LOUISIANA: A former reserve deputy with the Baton Rouge Sheriff’s office, who authorities said crashed his car into a convenience store because he believed the owners were Muslim, has pleaded no contest to a hate crime at Livingston Parish in March this year.
Chad Horsley, 27, was sentenced by 21st Judicial District Judge Jeff Johnson to two years in prison, suspended for a three-year period of probation, according to court documents.
Authorities said Horsley, of Denham Springs, told investigators his reason for causing the damage to the convenience store on Springfield Road was that “the people who operate the business were the same ‘ones’ who killed his fellow service members overseas.”
“Chad was under the impression they were Muslim and was upset that they were allowed to prosper in the United States of America easier than him despite his service in the military,” according to an affidavit signed by a Livingston Parish Sheriff’s deputy.
The Sikh owned store sustained damage to the front leaving the cashier on duty traumatised. Twenty minutes after cashier Harjot Singh, the nephew of the store’s owner, closed the store, Chad Horsley plowed his pickup truck through the window of the store.

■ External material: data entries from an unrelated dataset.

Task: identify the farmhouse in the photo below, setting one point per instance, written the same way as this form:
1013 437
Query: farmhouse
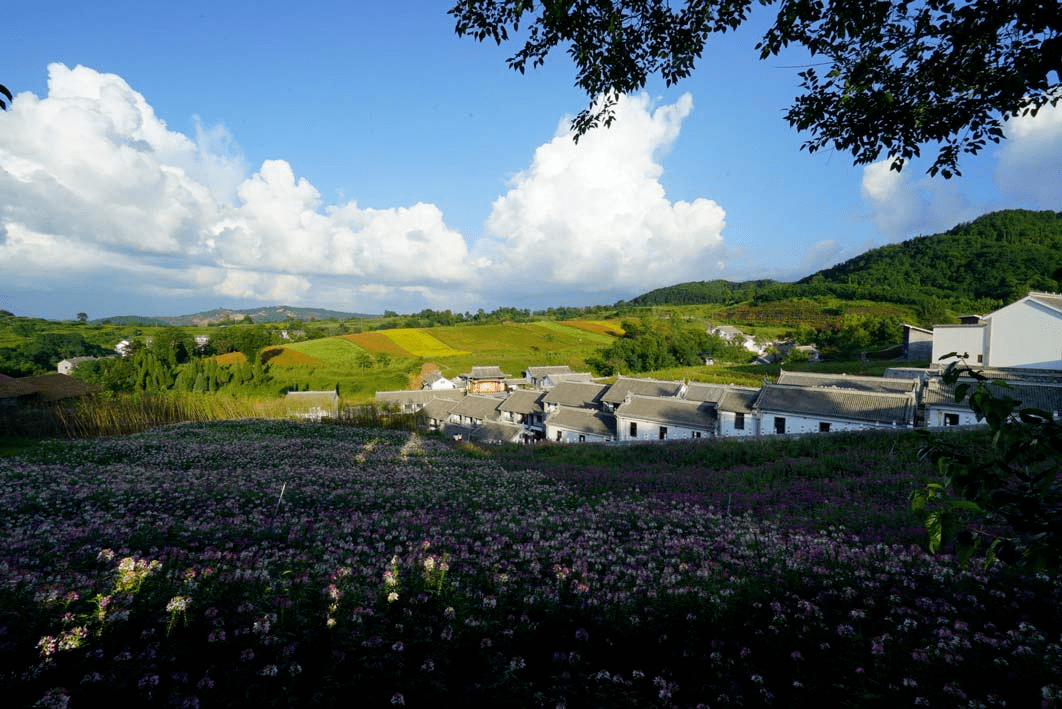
435 381
536 376
628 385
566 425
793 409
525 408
313 405
580 395
1026 334
942 410
484 380
437 413
655 418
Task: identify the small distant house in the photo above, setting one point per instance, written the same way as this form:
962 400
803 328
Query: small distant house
566 425
435 381
551 380
435 414
525 408
918 343
624 386
484 380
857 382
536 376
497 432
312 405
735 413
942 410
67 366
735 336
474 410
410 401
654 418
575 395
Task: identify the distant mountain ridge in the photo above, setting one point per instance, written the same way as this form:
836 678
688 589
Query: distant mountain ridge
981 264
264 314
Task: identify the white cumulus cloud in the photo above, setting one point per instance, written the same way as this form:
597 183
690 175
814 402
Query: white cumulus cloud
1030 160
96 188
904 206
97 192
594 215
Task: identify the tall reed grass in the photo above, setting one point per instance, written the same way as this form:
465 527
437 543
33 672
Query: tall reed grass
124 414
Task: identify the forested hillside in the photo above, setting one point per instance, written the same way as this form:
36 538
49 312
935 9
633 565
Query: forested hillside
977 266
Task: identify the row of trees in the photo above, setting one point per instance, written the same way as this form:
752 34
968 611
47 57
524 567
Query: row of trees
645 347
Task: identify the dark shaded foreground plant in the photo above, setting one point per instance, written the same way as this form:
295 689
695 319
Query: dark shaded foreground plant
274 564
1003 498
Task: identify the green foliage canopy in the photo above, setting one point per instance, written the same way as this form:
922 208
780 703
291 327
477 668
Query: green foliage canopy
889 76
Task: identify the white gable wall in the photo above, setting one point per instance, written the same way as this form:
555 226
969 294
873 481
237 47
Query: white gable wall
559 434
804 424
1025 333
960 339
728 425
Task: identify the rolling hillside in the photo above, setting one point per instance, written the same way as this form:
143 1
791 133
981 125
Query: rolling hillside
974 266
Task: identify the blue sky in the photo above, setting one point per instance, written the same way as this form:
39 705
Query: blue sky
168 157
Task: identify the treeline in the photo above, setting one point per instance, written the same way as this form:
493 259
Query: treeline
973 267
429 317
646 347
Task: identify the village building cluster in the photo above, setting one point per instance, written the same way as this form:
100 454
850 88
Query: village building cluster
1020 344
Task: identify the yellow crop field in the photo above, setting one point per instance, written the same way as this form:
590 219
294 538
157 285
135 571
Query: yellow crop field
288 357
600 327
420 343
375 342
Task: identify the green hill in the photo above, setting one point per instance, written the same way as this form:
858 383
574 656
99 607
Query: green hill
264 314
975 266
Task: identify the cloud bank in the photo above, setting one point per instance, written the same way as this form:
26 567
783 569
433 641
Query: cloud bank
1028 171
98 192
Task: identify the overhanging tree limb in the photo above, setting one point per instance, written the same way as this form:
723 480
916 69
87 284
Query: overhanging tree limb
897 75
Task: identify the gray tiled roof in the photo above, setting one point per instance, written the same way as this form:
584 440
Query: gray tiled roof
496 431
492 372
626 385
1031 395
439 409
679 412
13 387
831 402
538 373
523 401
701 392
585 395
848 381
1050 299
570 377
738 399
420 396
583 420
54 386
484 408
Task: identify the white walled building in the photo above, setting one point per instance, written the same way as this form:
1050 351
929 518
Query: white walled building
1025 334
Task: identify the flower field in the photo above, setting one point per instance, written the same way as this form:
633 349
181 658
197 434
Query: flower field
278 564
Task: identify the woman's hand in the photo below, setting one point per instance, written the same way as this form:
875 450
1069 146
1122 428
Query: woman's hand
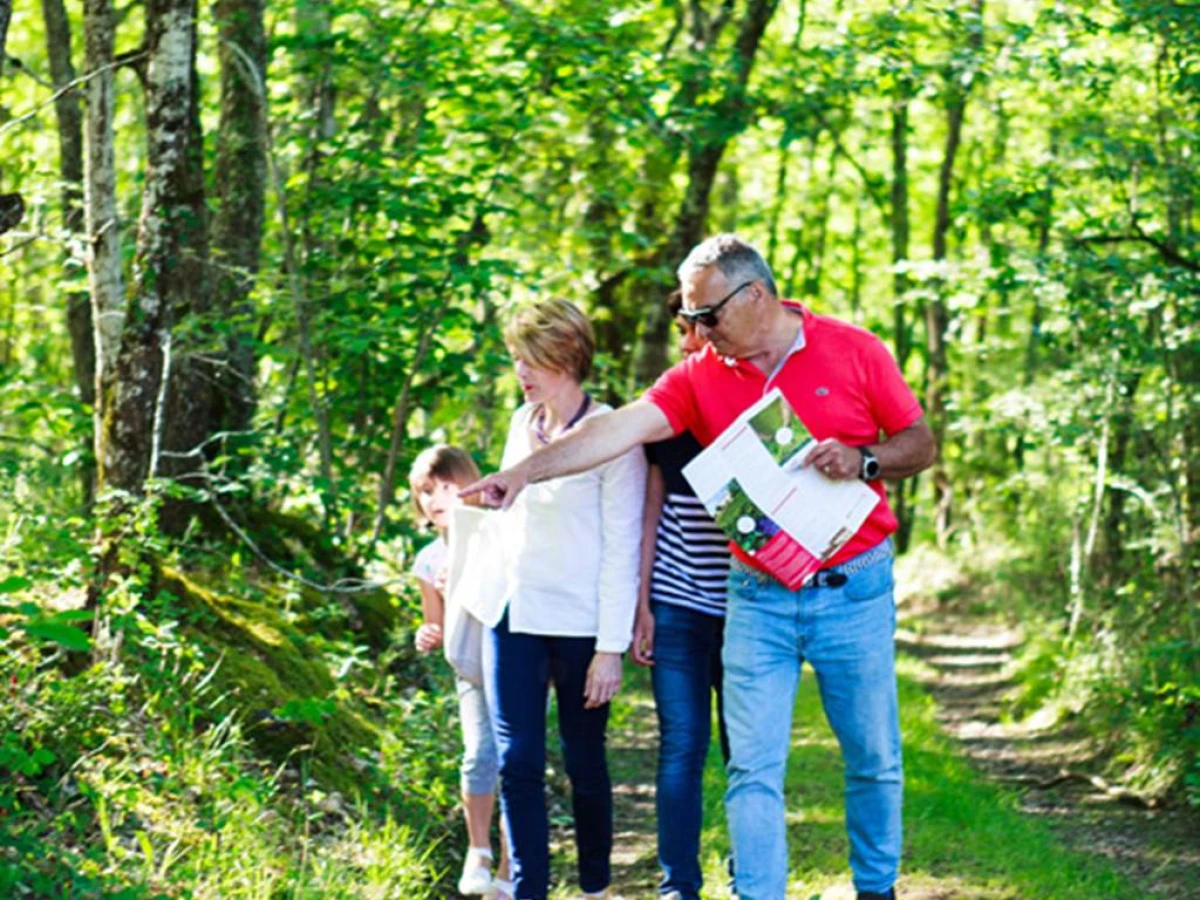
642 649
429 637
604 679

After the incident at the store, Horsley was arrested and charged with a hate crime, criminal damage to property, criminal mischief and two counts of impersonating a peace officer. He was released on $56,000 bail.
Investigators called the case “a bizarre one.” They said Horsley had been in the store the week before and he claimed that “he worked for a Sheriff’s Office and suspected the cashier of dealing drugs from the store.” Police said Horsley told the clerk he would be back around midnight to search the store and that the clerk should “make sure no one was around.”
Instead, the clerk called the sheriff’s office, which warned the public to be on the lookout for the 5-foot-9 man who was making threats and probably impersonating a police officer.
Authorities said he at first claimed to be a witness to the crime but later told them that he was involved — and railed about Muslims.
“Even if it was Muslims, he shouldn’t have done that thing,” said Singh, the clerk on duty at the time. “We’re just trying to make a living out of here; that’s all we’re doing.”
Horsley pleaded no contest to hate crimes and simple criminal damage to property on Oct. 18 and was also ordered to pay $1,500 restitution, $750 in fines and never return to a Best Stop convenience store. Although charged with impersonation of a police officer, the charges were dismissed.